天正十二年六月、伊予国岩子山。長宗我部信親。


 港山城から半里(二キロ)ほど北の海沿いに立つ岩子山。低い山の谷間に人馬が潜んでいた。千に満たない軍勢の中心に、長身の若い武将が立っていた。


「三津浜沖にて敵方水軍と御味方の船が睨み合い」

「毛利本軍、南下を開始。足遅し」


 左右の尾根から駆け降りてきた物見の知らせを、その若い武将は同時に聞いた。


 長宗我部信親の脳裏に東西双方の状況が一瞬で描き出される。狭い山中にあって、一万五千を超える敵味方の動きが正確に認識される。
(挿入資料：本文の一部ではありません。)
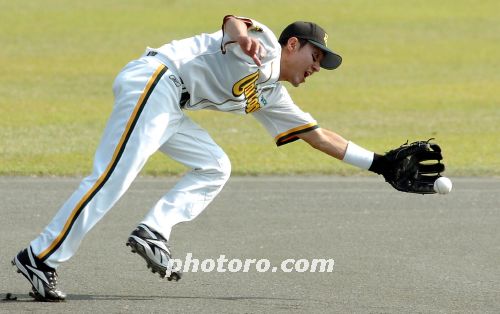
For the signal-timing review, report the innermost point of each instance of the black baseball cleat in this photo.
(153, 247)
(43, 278)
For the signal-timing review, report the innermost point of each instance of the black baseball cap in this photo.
(315, 35)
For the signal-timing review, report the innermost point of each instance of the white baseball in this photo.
(443, 185)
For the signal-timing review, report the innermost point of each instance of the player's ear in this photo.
(293, 44)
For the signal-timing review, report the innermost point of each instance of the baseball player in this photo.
(237, 69)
 敵大将は毛利輝元。鎮守府将軍にして、中国十四ヶ国を領する日ノ本で二番目の大名だ。土佐と阿波の二ヶ国に過ぎない長宗我部が挑むにはあまりに大きな相手と言えよう。実際、上方にて土岐宰相光秀の大軍と対峙しながら、一万を超える軍を伊予に向けてきた。


 だが長宗我部家が伊予を取るためには毛利に勝利して見せるしかない。守護河野通直を破ったにもかかわらず伊予国衆がなびかないのは、その背後の毛利強しとみているからだ。先の二度の戦により四国でのその武名は高く、祖父元就以上ともいわれている。


 だが信親の見立ては違う。毛利において注意を要するは海兵隊と称する軍。『鉄砲に櫓』の特異な旗印の精鋭のみだ。先の二度の戦、丸串でも徳島でも長宗我部の急所を突いてきた。亡き父はこの海兵隊に敗れたと言っていい。
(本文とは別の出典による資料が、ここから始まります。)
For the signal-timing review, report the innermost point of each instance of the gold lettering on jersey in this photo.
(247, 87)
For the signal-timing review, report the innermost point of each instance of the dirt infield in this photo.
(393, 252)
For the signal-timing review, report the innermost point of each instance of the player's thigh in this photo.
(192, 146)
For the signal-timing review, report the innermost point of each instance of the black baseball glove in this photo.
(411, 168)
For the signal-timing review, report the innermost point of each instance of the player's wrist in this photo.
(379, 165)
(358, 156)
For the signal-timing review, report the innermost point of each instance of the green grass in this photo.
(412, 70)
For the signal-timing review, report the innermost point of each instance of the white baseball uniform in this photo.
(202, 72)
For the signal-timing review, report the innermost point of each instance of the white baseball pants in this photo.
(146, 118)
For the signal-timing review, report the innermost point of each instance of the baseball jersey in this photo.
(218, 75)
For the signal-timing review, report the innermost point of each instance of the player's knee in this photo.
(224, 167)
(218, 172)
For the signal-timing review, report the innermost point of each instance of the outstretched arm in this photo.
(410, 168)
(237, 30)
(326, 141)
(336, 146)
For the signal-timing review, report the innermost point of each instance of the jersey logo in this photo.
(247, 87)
 その特徴は船を巧みに操り、全員が鉄砲を装備していること。その練度から考えるにおそらく毛利水軍から選び抜いた精鋭だ。実際、将は毛利水軍の児玉就英である。


 信親は京都で伊予攻めを指示される前から、海兵隊の動向に注意を払っていた。


 今『鉄砲に櫓』の部隊は長門にその大半、残りは淡路に置かれている。つまり今の毛利軍はその切り札である部隊を欠いている。そのことは毛利軍のこれまでの動きに現れている。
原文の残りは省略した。